Breeders who have their sows outdoors are in the minority – even so, these notes are for them. Outdoor breeders have to have plenty of land with the right well-drained soil, the right mild climate, dedicated ‘all-weather’ stockpeople and I believe the right breed of tough, hardy well-milking mothers with strong legs.
Such breeders benefit from far lower housing costs, and usually have their own supply of grain which has enabled them to survive – so far – the present severe feed price crisis.
Disadvantage
What is a disadvantage, however, is that their sows are very much at the mercy of increasing and decreasing seasonal light patterns. Not for them are the benefits of controlled indoor lighting to ‘fool’ the sow’s age-old hormone system into thinking it is eternal springtime and thus time to get breeding 24/7.
(I did hear that floodlighting outdoor rebreeding paddocks might be helpful, but that came to nothing, even ignoring the high power costs).
Living as I do in the middle of a primary outdoor sow breeding area, over the years I’ve suspected that we ‘outdoorers’ get more late summer/ early autumn infertility (as distinct from the more common early winter performance dropaway) than the majority who keep their sows indoors. Why might this be?
Too much light in spring?
In a northern hemisphere spring, as the romantic poets from Bunyan and Shakespeare onwards remind us, we get ‘April showers’. Periods of intermittent, short showers followed by the brightest of blue skies. The half-hourly bouts of rain wash the atmosphere as clear as crystal and the ultra-violet from the intense periods of very bright sunshine is obvious – I burn very quickly during a day spent on the downs inspecting paddocks. So do the sows!

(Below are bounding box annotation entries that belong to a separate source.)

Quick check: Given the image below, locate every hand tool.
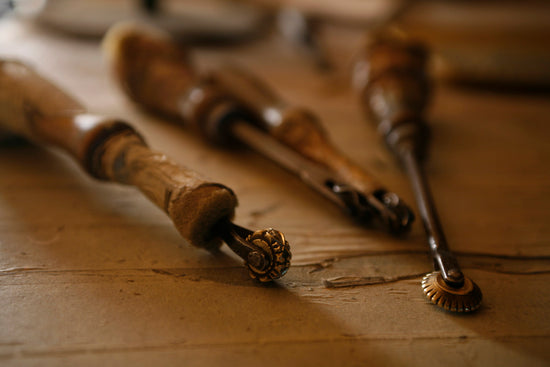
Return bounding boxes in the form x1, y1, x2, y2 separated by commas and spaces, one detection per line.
0, 60, 291, 282
354, 31, 482, 312
104, 24, 414, 234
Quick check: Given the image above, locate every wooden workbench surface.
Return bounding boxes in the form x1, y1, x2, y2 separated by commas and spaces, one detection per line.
0, 16, 550, 366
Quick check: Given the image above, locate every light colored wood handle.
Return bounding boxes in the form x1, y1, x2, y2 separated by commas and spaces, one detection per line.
209, 66, 382, 193
0, 60, 237, 249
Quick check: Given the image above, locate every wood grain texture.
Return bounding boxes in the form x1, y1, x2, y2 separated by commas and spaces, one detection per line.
0, 21, 550, 366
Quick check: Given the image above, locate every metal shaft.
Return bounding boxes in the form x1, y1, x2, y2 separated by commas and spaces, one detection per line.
400, 148, 464, 288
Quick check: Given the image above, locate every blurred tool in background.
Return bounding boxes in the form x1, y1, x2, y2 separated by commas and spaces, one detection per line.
0, 0, 550, 87
104, 23, 414, 234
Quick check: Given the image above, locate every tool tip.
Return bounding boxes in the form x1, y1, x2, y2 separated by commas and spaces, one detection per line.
246, 228, 292, 282
373, 190, 415, 235
422, 271, 483, 313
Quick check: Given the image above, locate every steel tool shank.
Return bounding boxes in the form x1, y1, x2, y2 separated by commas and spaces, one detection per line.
354, 34, 481, 312
0, 60, 290, 281
104, 25, 414, 234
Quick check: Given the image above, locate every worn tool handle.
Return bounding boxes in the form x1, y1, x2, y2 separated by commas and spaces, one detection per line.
105, 25, 381, 194
209, 66, 388, 194
0, 60, 237, 249
353, 32, 430, 158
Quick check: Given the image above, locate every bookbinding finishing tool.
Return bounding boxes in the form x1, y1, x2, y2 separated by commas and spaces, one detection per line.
104, 24, 414, 234
0, 60, 291, 282
354, 31, 482, 312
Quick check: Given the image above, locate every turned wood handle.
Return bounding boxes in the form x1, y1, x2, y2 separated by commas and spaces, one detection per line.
353, 32, 430, 157
209, 66, 382, 193
0, 60, 237, 248
104, 24, 381, 193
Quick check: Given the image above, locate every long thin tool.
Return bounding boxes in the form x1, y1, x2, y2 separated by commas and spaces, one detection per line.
104, 24, 414, 234
0, 60, 291, 282
354, 33, 482, 312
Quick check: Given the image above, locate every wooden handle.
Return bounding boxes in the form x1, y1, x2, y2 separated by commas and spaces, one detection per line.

Very few outdoor breeders put up temporary sunshades as early as April.
“For the hot months of June to August maybe – but April? It’s not hot then,” they say.
Light intensity
Correct – but the light intensity is high. I’m pretty sure it is a contributory factor. But seasonal infertility is a very complicated, interrelated subject and there is a lot we don’t know, even now. Any suggestions?

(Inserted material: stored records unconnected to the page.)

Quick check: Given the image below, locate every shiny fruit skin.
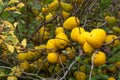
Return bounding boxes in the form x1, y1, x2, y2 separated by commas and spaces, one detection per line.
48, 1, 59, 11
65, 47, 75, 59
91, 28, 106, 41
57, 53, 67, 64
47, 52, 58, 63
45, 13, 53, 21
55, 27, 65, 35
105, 34, 120, 47
77, 32, 89, 45
83, 42, 95, 55
108, 77, 116, 80
46, 39, 57, 52
71, 27, 85, 41
63, 16, 80, 30
55, 33, 69, 49
17, 53, 27, 61
87, 33, 103, 48
75, 72, 86, 80
91, 51, 106, 66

For the past three years I have been measuring light levels inside breeding barns with a redundant photographer’s light meter (I will describe what to buy and how to calibrate it next time). While I get a reading of around 350 lux (lumens) in a really well-lit indoor breeding unit, I’m getting 600 lux outside on those April days I’ve described.
Sunshade area
A sunshade area can be four strong 4 m high poles (old redundant telephone poles are often free for the asking) joined by 100 x 100 mm battens. These are covered by a ‘roof’ of double ‘Galebreaker’ netting – double for wind resistance, not so much shade.

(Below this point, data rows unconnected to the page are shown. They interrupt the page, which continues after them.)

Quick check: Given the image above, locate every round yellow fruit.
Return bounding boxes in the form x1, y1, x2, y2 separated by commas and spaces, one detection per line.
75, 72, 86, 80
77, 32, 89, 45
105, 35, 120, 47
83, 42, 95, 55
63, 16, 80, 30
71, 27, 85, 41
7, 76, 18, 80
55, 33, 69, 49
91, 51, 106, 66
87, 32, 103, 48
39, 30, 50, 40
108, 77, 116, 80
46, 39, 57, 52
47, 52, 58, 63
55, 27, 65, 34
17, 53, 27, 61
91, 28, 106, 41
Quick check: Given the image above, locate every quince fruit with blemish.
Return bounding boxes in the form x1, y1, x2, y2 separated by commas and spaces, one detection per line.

Not expensive, and sows can be encouraged to use it by providing a modicum of straw into which a few feed nuts are scattered. Sows get tired walking about ‘fossicking’ – one authority suggests as much as 6 km in a day – and can prefer the shaded area to rest up rather than a sunbaked, overhot and airless outside ark, which is a shelter from bad weather and for cosy sleepy-byes at night-time.
So get those sunshades up for our increasingly hot summers, sure, but get them up far earlier.